O primeiro número oficial saiu, e veio acima do teto prometido
Desde que a Reforma Tributária foi aprovada, a pergunta mais repetida em qualquer comitê financeiro era a mesma: qual será, na prática, a alíquota do novo imposto sobre consumo. Em 29 de julho de 2026, o Comitê Gestor do IBS (CGIBS) publicou a primeira estimativa oficial de referência para o conjunto formado pelo Imposto sobre Bens e Serviços (IBS) e pela Contribuição sobre Bens e Serviços (CBS): 27,91%.
O percentual está acima do teto de 26,5% que a Lei Complementar 214/2025 havia fixado como referência para a soma das duas alíquotas. Não é a alíquota definitiva, e o próprio Comitê Gestor faz questão de dizer isso no texto da resolução. Mas é o primeiro número com peso institucional a confirmar o que estudos privados já vinham apontando: a conta tende a fechar perto de 28%, não de 26,5%.
Para o CFO, o valor de hoje é menos importante do que o sinal que ele carrega. Planilhas de precificação, cláusulas de repasse em contratos de longo prazo e simulações de margem que ainda usam 26,5% como premissa de trabalho já nascem desatualizadas.
O que a Resolução CGIBS nº 14/2026 realmente diz
A Resolução CGIBS nº 14, publicada no Diário Oficial da União em 31 de julho de 2026, não tem como objetivo fixar a alíquota do IBS. Sua finalidade é técnica e orçamentária: estimar a arrecadação do IBS em 2027, primeiro ano da fase operacional da reforma, para calcular o orçamento do próprio Comitê Gestor, que pode usar até 50% dessa arrecadação para se financiar.
Com base na projeção, o CGIBS estima arrecadação de aproximadamente R$ 5,15 bilhões com o IBS em 2027, o que libera até R$ 2,5 bilhões para custear o funcionamento do Comitê. Para chegar a esse número, foi preciso adotar uma alíquota de referência hipotética, já que o IBS ainda não tem histórico de arrecadação real. O percentual escolhido para esse exercício foi 27,91%, segundo detalha o Portal Contábeis.

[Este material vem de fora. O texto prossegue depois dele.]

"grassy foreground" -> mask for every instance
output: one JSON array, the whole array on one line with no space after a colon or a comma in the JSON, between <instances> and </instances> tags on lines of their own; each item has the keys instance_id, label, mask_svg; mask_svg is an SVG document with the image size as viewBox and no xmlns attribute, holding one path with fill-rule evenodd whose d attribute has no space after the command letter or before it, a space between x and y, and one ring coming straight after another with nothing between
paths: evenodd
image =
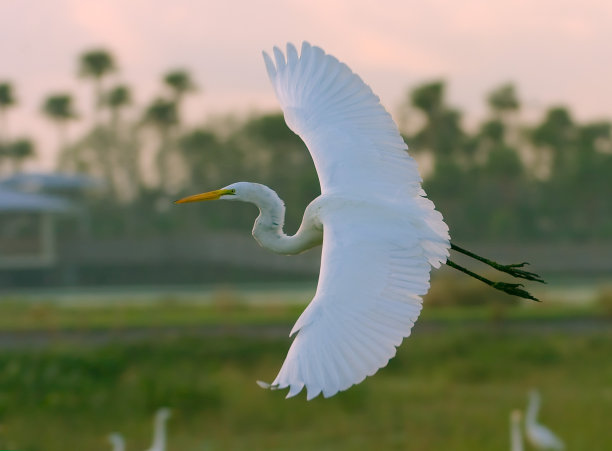
<instances>
[{"instance_id":1,"label":"grassy foreground","mask_svg":"<svg viewBox=\"0 0 612 451\"><path fill-rule=\"evenodd\" d=\"M418 331L417 331L418 332ZM169 450L500 450L508 415L543 396L541 421L568 449L612 444L612 331L422 331L387 368L347 392L306 402L271 381L289 339L159 336L0 354L0 449L150 446L169 406Z\"/></svg>"}]
</instances>

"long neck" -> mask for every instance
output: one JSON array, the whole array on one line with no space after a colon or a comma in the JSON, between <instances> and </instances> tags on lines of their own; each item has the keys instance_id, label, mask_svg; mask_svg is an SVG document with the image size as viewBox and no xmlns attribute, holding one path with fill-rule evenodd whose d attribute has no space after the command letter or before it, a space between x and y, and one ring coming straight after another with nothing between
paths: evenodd
<instances>
[{"instance_id":1,"label":"long neck","mask_svg":"<svg viewBox=\"0 0 612 451\"><path fill-rule=\"evenodd\" d=\"M277 254L290 255L321 244L322 231L309 209L306 209L297 233L288 236L283 232L285 205L274 191L263 187L260 195L250 201L259 208L259 216L253 225L253 237L261 246Z\"/></svg>"},{"instance_id":2,"label":"long neck","mask_svg":"<svg viewBox=\"0 0 612 451\"><path fill-rule=\"evenodd\" d=\"M535 424L537 422L538 411L540 410L540 398L536 393L529 395L529 405L527 406L527 413L525 419L527 423Z\"/></svg>"},{"instance_id":3,"label":"long neck","mask_svg":"<svg viewBox=\"0 0 612 451\"><path fill-rule=\"evenodd\" d=\"M165 451L166 449L166 419L155 418L155 429L153 431L153 445L151 450Z\"/></svg>"},{"instance_id":4,"label":"long neck","mask_svg":"<svg viewBox=\"0 0 612 451\"><path fill-rule=\"evenodd\" d=\"M523 451L520 418L512 416L510 420L510 450Z\"/></svg>"}]
</instances>

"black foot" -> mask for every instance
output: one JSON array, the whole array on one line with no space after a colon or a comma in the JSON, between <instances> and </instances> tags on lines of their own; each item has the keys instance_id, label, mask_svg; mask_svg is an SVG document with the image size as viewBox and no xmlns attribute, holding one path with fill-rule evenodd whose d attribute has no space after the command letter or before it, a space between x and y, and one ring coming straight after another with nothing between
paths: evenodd
<instances>
[{"instance_id":1,"label":"black foot","mask_svg":"<svg viewBox=\"0 0 612 451\"><path fill-rule=\"evenodd\" d=\"M523 285L521 285L520 283L494 282L491 286L499 291L503 291L504 293L508 293L512 296L518 296L520 298L531 299L532 301L540 302L538 298L533 297L527 290L523 290Z\"/></svg>"},{"instance_id":2,"label":"black foot","mask_svg":"<svg viewBox=\"0 0 612 451\"><path fill-rule=\"evenodd\" d=\"M491 267L497 269L498 271L505 272L506 274L510 274L513 277L517 277L519 279L533 280L534 282L546 283L544 279L542 279L538 274L529 271L523 271L522 268L529 263L515 263L513 265L500 265L497 262L489 261L488 263Z\"/></svg>"}]
</instances>

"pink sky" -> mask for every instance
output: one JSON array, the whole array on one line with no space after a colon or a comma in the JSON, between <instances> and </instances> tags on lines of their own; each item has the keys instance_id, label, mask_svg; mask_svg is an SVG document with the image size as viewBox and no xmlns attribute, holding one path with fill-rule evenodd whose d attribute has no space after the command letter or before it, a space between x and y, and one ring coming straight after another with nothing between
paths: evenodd
<instances>
[{"instance_id":1,"label":"pink sky","mask_svg":"<svg viewBox=\"0 0 612 451\"><path fill-rule=\"evenodd\" d=\"M55 135L42 99L68 90L90 111L76 60L100 46L138 104L161 90L166 70L189 69L203 88L187 105L192 123L276 108L261 50L302 40L346 62L392 114L408 87L444 77L450 103L472 121L484 93L506 81L531 114L566 104L583 120L612 118L608 0L5 0L0 21L0 80L13 81L20 102L11 132L36 137L43 168Z\"/></svg>"}]
</instances>

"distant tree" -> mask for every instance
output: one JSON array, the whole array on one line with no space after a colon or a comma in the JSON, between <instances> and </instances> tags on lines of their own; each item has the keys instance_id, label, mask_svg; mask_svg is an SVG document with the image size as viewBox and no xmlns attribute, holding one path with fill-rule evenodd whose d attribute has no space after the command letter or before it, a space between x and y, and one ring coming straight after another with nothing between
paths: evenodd
<instances>
[{"instance_id":1,"label":"distant tree","mask_svg":"<svg viewBox=\"0 0 612 451\"><path fill-rule=\"evenodd\" d=\"M79 75L94 82L94 114L97 115L103 102L102 79L117 69L113 55L104 49L89 50L79 58Z\"/></svg>"},{"instance_id":2,"label":"distant tree","mask_svg":"<svg viewBox=\"0 0 612 451\"><path fill-rule=\"evenodd\" d=\"M66 93L50 95L45 99L42 111L57 125L60 149L66 148L67 124L69 121L77 118L77 114L72 106L72 96Z\"/></svg>"},{"instance_id":3,"label":"distant tree","mask_svg":"<svg viewBox=\"0 0 612 451\"><path fill-rule=\"evenodd\" d=\"M0 83L0 144L9 140L6 112L16 103L11 83Z\"/></svg>"},{"instance_id":4,"label":"distant tree","mask_svg":"<svg viewBox=\"0 0 612 451\"><path fill-rule=\"evenodd\" d=\"M425 116L425 124L412 137L412 148L426 149L435 155L436 164L441 159L459 156L465 144L461 128L461 113L446 106L445 84L434 81L417 86L410 93L410 103Z\"/></svg>"},{"instance_id":5,"label":"distant tree","mask_svg":"<svg viewBox=\"0 0 612 451\"><path fill-rule=\"evenodd\" d=\"M131 102L130 88L125 85L117 85L106 93L104 103L111 110L111 123L114 127L119 123L121 110Z\"/></svg>"},{"instance_id":6,"label":"distant tree","mask_svg":"<svg viewBox=\"0 0 612 451\"><path fill-rule=\"evenodd\" d=\"M552 153L552 172L564 177L572 169L576 153L577 127L569 110L552 107L544 120L532 130L531 139L536 148Z\"/></svg>"}]
</instances>

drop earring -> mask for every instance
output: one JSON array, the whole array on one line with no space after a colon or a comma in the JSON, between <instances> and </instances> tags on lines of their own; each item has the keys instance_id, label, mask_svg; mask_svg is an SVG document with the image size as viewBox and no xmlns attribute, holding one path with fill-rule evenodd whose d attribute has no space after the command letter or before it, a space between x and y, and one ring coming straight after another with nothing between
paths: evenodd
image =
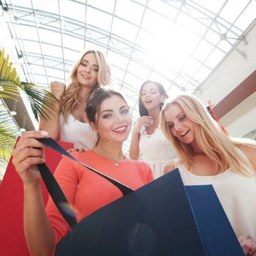
<instances>
[{"instance_id":1,"label":"drop earring","mask_svg":"<svg viewBox=\"0 0 256 256\"><path fill-rule=\"evenodd\" d=\"M164 104L165 104L165 100L164 100L164 99L161 99L161 100L159 101L160 109L162 108L162 107L164 106Z\"/></svg>"}]
</instances>

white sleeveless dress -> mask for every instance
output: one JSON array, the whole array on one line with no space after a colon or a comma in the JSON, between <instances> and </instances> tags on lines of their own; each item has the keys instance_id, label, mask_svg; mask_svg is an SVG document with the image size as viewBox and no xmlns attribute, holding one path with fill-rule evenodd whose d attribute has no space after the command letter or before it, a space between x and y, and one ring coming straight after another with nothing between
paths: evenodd
<instances>
[{"instance_id":1,"label":"white sleeveless dress","mask_svg":"<svg viewBox=\"0 0 256 256\"><path fill-rule=\"evenodd\" d=\"M159 128L148 135L143 126L140 133L140 158L150 165L154 178L159 178L164 174L164 167L176 157L175 151Z\"/></svg>"},{"instance_id":2,"label":"white sleeveless dress","mask_svg":"<svg viewBox=\"0 0 256 256\"><path fill-rule=\"evenodd\" d=\"M64 122L64 116L60 115L60 140L74 143L74 148L83 147L86 150L94 148L97 142L97 135L89 123L83 123L69 114L67 124Z\"/></svg>"},{"instance_id":3,"label":"white sleeveless dress","mask_svg":"<svg viewBox=\"0 0 256 256\"><path fill-rule=\"evenodd\" d=\"M237 237L256 241L256 174L252 170L248 170L251 176L230 169L214 176L200 176L183 165L177 167L185 185L212 184Z\"/></svg>"}]
</instances>

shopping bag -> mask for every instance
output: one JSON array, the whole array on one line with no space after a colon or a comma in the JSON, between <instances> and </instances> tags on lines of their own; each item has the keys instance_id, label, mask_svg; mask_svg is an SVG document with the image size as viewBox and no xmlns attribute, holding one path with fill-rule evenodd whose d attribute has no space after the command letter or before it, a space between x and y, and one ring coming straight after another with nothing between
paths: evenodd
<instances>
[{"instance_id":1,"label":"shopping bag","mask_svg":"<svg viewBox=\"0 0 256 256\"><path fill-rule=\"evenodd\" d=\"M212 186L185 187L176 169L84 218L56 255L244 253Z\"/></svg>"}]
</instances>

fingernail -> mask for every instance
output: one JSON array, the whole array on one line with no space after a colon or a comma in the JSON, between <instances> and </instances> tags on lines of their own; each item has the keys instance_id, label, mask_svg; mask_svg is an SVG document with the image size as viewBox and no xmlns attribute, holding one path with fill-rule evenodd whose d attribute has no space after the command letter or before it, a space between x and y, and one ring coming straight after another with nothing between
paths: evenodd
<instances>
[{"instance_id":1,"label":"fingernail","mask_svg":"<svg viewBox=\"0 0 256 256\"><path fill-rule=\"evenodd\" d=\"M40 133L42 135L46 136L48 135L48 132L45 132L45 131L40 131Z\"/></svg>"}]
</instances>

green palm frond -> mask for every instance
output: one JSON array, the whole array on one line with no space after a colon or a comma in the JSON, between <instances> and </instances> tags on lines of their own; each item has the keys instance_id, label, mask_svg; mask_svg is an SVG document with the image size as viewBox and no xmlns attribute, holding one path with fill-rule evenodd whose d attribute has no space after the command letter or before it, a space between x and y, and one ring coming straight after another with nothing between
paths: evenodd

A metodologia em si é uma admissão de limitação: o Comitê Gestor reconhece que o ideal seria usar os mesmos dados que a Receita Federal emprega para calcular a alíquota de referência da CBS, mas essas informações não estavam disponíveis a tempo. Por isso, o CGIBS recorreu à arrecadação histórica de ICMS e ISS, combinada com projeções de crescimento econômico e inflação, para construir uma estimativa própria.
Por que 27,91%, e não 26,5%
A composição do número interessa mais do que o total. Segundo a resolução, a estimativa reparte os 27,91% em 18,70 pontos percentuais de IBS (tributo estadual e municipal) e 9,21 pontos percentuais de CBS (tributo federal). É essa soma que ultrapassa o teto de 26,5% estabelecido pela Lei Complementar 214/2025 como referência para o conjunto dos dois tributos.
A própria legislação já previa esse cenário. Caso as estimativas oficiais da soma de IBS e CBS superem o limite legal, cabe ao Poder Executivo federal, depois de ouvir o CGIBS, enviar ao Congresso Nacional um projeto de lei complementar propondo medidas para reduzir o percentual até o teto de 26,5%, conforme detalha nota da Fenacon sobre a resolução.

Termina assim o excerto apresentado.